Laboratory testing revealed moderate normocytic anemia with elevated LDH and D-dimer levels (RBC 4.24 × 10⁶/µL, HGB 13.4 g/dL, HCT 39.3%, MCV 92.7 fL, MCH 31.6 pg, LDH 277 U/L, and D-dimer 1040 ng/mL, respectively). As for the following diagnostic measures, we opted for PET/CT and BM biopsy (Figure 5). The former confirmed the presence of a mass in the anterior mediastinum with no signs of liver, spleen, BM, or lymph node involvement, while the latter revealed two blast populations, of which the first was positive for Tdt+, CD34, CD33, CD123, CD38, CD7, HLA-DR, and 45dim, and was negative for CD117, while the second one resulted positive for Tdt, CD34, CD33, CD123, CD38, CD7, and 45dim, and was negative for HLA-DR and CD117, respectively. Further scrutiny comprising G-banded karyotyping (GTG) of the BM found that the trisomy of chromosome 21 was present in 45% [9/20] of the metaphase cells. In the remaining 55% [11/20] of cells, a normal male karyotype was identified. Fluorescence in situ hybridization (FISH) revealed a triple signal for the RUNX1 gene (21q22) in 40% [51/127] of the interphase cells, indicating the presence of an extra copy of this gene. The evaluation of the signals retrieved from the metaphase cells confirmed the trisomy of chromosome 21. The presence of mutations, such as NPM1, BCR-ABL, FLT3-ITD, IDH 1/2, and the PML-RARa fusion gene, was excluded. Cerebrospinal fluid examination ruled out central nervous system involvement. A revision of the formerly collected tumor sample proved that the patient suffered from MS, and IH staining confirmed the cooccurrence of the same process both in the BM and in the anterior mediastinum (Figure 6). According to the clinical picture, a diagnosis of MS as the primary manifestation of a coexisting AML was made.

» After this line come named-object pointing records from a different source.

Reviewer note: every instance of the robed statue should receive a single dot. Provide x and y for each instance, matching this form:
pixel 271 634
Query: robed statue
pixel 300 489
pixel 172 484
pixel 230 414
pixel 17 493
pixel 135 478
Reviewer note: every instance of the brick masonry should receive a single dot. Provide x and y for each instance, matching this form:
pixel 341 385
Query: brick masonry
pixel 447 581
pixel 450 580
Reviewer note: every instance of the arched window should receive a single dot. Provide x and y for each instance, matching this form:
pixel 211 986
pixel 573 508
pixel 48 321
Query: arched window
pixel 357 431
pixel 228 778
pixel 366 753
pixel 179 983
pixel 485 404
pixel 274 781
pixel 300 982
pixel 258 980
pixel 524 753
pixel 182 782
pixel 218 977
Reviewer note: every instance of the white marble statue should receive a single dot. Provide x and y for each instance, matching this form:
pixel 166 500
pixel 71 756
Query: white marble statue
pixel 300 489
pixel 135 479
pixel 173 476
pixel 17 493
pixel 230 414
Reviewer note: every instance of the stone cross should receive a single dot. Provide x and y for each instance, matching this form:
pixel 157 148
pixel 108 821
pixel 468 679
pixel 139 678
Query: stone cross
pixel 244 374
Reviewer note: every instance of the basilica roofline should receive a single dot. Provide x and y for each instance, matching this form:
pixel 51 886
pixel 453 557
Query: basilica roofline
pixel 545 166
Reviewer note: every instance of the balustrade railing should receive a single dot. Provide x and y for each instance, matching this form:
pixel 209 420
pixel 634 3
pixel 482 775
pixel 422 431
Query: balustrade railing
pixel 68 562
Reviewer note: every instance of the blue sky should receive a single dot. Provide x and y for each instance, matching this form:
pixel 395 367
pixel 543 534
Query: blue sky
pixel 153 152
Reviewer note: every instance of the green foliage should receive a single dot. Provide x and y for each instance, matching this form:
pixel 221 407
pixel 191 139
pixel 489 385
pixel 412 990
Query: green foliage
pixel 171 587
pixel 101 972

Due to an initial refusal of therapy, the patient was administered treatment following the DAC protocol (daunorubicin 60 mg/m2 days 1–3, cladribin 5 mg/m2 days 1–5, and Ara-C 200 mg/m2 days 1–7) one month after the diagnosis had been made. Despite a reduction in tumor volume and a lowering of blasts’ percentage in the BM, complete remission (CR) was not achieved. Therefore, we opted for a FLAG-IDA reinduction protocol (G-CSF 0.48 mg days 1–7, Ara-C 2 g/m2 days 2–6, fludarabine 30 mg/m2 days 2–6, and idarubicin 8 mg/m2 days 4–6) concomitantly with gemtuzumab ozogamicin (GO) (5 mg i.v. in day 1) resulting in a considerable expression of the CD33 antigen on the surface of the blast cells along with conformal radiotherapy (24 Gy in 12 fractions). This patient tolerated the regimen well, achieved CR, and was eligible for allogeneic peripheral blood stem cell transplantation (allo-PBSCT). Allo-PBSCT was delayed due to a gastrointestinal Salmonella spp. infection, which was resolved upon therapy within a few days. Transplantation from a matched unrelated donor with Bu4Cy2Thymoglobuline conditioning was performed eight months following the diagnosis with an unremarkable post-transplantation period.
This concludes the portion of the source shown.